The other day, a fundraiser I work with was sharing that she's great at prospecting and bringing new donors on board. At the same time, she's been struggling to upgrade donors. Her existing portfolio of donors has stayed relatively flat with slight upticks here and there.
I was also impressed that she refused to use the pandemic as an excuse for her performance in this area. She acknowledged that one of the positives of this difficult moment is that she's seen increased interest in her nonprofit. With this in mind, we took a deeper dive into her daily habits and where there might be possibilities for change.
My client shared how she structures her day. She diligently starts by creating a call list for prospective donors and hits those calls first. This fundraiser follows this up by doing research and identifying even more prospects for the next day. After this, she spends time connecting with the clients, volunteers and staff that are part of the programs at her organization. This fuels her fire for their mission and realization of the vision. She wraps up the day by connecting with existing donors on cultivation calls.
Sounds like a pretty solid plan, right? Personally, as someone who loves and thrives on the prospecting process, I was impressed. Yet, when we took a look at her larger goal - to create a culture of giving at her organization, bring in more funds for increased impact through BOTH increased giving and new giving, we realized something was off. As happens in the best coaching sessions, my client had a key recognition: She was putting donor cultivation at the bottom of her priority list - looking back at the daily structure, that became obvious. It's often glaringly clear what priorities are when looking at how a day is spent.

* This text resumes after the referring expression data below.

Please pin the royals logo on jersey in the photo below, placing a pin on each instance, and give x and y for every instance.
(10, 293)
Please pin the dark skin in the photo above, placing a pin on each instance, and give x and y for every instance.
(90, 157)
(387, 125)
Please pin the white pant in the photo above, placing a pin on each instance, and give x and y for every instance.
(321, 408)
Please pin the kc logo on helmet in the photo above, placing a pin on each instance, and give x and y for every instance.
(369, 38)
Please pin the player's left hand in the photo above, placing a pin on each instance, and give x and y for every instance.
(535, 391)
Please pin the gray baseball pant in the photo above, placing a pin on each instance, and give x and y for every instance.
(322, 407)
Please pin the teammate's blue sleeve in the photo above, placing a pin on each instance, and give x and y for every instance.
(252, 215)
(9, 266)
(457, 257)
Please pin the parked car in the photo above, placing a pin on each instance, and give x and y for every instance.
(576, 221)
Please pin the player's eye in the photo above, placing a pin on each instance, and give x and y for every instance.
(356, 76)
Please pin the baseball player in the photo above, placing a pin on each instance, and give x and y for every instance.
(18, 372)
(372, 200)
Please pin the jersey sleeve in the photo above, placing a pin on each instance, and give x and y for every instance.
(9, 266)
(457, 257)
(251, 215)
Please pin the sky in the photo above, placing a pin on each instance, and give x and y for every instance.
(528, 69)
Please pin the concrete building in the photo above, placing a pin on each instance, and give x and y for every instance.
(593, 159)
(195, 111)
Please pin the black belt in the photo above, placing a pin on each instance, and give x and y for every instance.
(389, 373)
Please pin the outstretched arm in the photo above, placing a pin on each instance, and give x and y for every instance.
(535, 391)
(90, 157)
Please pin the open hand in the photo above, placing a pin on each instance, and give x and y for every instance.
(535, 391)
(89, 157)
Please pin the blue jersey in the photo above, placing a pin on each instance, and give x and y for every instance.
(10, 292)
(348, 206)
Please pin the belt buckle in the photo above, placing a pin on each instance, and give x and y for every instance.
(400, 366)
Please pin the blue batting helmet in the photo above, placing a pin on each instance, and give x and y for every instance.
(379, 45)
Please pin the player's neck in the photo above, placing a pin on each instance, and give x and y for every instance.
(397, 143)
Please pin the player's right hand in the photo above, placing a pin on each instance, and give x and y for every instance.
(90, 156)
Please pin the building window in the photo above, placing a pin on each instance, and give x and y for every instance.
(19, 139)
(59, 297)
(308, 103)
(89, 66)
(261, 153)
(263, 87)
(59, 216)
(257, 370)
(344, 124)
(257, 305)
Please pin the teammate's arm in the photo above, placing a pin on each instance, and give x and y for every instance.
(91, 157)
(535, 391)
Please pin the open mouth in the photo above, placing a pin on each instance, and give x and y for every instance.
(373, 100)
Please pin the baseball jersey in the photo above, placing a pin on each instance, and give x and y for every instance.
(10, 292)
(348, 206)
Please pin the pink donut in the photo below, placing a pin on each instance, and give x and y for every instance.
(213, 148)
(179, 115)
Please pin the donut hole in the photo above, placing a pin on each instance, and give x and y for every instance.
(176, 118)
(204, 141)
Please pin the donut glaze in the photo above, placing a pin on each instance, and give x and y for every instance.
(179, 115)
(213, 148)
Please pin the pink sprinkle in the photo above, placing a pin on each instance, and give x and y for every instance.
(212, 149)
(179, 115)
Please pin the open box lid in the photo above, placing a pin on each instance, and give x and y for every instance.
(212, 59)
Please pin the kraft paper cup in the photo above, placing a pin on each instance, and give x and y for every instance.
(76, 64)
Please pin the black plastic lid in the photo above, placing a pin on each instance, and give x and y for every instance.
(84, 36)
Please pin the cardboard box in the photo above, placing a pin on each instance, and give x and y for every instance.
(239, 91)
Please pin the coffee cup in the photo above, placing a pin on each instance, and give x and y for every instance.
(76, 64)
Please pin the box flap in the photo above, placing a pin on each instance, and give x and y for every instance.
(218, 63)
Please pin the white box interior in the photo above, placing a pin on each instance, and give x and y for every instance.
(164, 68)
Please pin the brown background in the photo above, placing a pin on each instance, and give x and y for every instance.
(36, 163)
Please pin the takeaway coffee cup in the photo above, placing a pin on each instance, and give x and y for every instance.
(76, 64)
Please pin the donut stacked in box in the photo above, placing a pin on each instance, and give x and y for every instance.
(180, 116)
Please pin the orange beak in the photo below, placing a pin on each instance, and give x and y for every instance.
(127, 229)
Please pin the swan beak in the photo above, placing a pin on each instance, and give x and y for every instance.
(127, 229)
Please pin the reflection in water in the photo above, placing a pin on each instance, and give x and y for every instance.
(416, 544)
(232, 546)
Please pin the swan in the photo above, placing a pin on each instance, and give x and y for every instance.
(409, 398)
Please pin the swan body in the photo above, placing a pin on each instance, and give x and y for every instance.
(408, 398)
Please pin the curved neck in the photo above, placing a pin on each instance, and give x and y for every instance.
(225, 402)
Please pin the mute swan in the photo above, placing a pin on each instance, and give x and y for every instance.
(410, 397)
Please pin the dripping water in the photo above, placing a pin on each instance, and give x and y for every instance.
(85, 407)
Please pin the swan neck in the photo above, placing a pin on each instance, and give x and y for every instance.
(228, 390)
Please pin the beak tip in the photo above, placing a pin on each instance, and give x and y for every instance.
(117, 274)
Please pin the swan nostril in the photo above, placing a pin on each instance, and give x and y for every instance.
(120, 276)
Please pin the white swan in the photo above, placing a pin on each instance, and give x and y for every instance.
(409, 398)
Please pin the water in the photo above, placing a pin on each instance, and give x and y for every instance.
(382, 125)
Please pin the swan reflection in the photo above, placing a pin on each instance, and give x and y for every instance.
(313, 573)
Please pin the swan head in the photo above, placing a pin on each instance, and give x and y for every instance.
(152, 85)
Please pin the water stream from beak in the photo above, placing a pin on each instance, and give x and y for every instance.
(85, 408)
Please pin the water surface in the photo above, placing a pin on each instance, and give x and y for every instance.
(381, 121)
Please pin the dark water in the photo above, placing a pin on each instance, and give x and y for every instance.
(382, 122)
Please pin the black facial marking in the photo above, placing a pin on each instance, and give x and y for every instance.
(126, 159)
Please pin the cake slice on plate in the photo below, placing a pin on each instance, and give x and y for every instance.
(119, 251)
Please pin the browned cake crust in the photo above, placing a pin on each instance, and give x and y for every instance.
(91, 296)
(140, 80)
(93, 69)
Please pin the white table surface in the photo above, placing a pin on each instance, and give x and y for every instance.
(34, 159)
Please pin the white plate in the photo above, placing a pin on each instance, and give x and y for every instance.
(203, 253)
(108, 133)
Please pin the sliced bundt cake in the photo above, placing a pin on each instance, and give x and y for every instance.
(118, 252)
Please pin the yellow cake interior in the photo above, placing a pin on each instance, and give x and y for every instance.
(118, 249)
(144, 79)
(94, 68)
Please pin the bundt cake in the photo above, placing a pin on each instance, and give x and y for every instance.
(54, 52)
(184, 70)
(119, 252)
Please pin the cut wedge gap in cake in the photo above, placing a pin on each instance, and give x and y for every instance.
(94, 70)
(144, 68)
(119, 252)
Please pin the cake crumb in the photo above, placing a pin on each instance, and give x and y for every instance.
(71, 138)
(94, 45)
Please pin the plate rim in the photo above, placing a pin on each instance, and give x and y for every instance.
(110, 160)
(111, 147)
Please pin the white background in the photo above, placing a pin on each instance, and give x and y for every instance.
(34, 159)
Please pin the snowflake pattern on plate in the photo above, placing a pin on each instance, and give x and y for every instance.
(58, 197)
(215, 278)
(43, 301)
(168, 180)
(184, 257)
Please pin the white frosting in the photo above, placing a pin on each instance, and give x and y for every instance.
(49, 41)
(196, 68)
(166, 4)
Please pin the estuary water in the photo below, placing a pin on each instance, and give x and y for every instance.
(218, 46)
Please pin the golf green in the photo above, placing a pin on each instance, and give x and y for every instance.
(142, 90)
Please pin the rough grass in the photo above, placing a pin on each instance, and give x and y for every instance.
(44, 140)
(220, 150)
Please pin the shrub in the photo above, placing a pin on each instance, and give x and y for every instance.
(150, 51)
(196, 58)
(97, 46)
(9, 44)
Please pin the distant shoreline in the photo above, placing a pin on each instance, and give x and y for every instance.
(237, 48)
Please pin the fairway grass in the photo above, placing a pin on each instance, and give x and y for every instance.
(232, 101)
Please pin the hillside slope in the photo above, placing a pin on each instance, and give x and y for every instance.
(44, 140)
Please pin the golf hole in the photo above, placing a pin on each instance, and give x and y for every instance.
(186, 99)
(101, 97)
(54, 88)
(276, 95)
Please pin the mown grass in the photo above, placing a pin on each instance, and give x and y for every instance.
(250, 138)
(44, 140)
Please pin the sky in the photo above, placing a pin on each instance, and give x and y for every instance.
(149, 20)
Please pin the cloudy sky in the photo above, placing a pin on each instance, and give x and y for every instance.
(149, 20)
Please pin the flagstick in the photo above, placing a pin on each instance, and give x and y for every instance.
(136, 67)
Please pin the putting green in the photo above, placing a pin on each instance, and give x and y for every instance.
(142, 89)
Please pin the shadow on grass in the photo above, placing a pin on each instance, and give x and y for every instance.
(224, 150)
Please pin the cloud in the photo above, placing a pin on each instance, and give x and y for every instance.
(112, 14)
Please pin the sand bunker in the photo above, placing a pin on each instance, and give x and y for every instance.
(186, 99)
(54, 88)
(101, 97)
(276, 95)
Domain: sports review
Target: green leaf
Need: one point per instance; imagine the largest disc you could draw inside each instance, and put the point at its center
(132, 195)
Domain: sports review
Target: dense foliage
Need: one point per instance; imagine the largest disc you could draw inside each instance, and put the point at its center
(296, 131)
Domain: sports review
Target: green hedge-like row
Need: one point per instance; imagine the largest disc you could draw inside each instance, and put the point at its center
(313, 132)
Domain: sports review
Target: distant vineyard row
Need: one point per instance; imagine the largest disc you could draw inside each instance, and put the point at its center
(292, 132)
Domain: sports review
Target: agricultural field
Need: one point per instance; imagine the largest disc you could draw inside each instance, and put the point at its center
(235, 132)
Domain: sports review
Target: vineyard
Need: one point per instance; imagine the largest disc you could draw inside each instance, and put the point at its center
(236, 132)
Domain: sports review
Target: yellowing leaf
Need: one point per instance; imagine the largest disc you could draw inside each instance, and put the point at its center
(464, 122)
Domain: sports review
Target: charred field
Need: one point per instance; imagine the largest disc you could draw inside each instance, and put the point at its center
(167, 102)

The solution: We're honestly not sure yet. BUT, the new practice she's trying for the next two weeks is that she's turning her day upside down! She's going to reverse things and see what happens if she starts her day with a focus on existing donors and the potential for them to increase their giving. After this she'll move onto prospecting. Ultimately, she's living out the age old point that it's much easier, efficient and effective to keep and grow the customers (or donors in this case) we already have.
As I noted above, we're not sure if this is the complete solution to my client's challenge. But it is a starting point for change and the creation of something new. That's what I love about the work I get to do with nonprofit leaders: Being a witness to courage and creativity every day.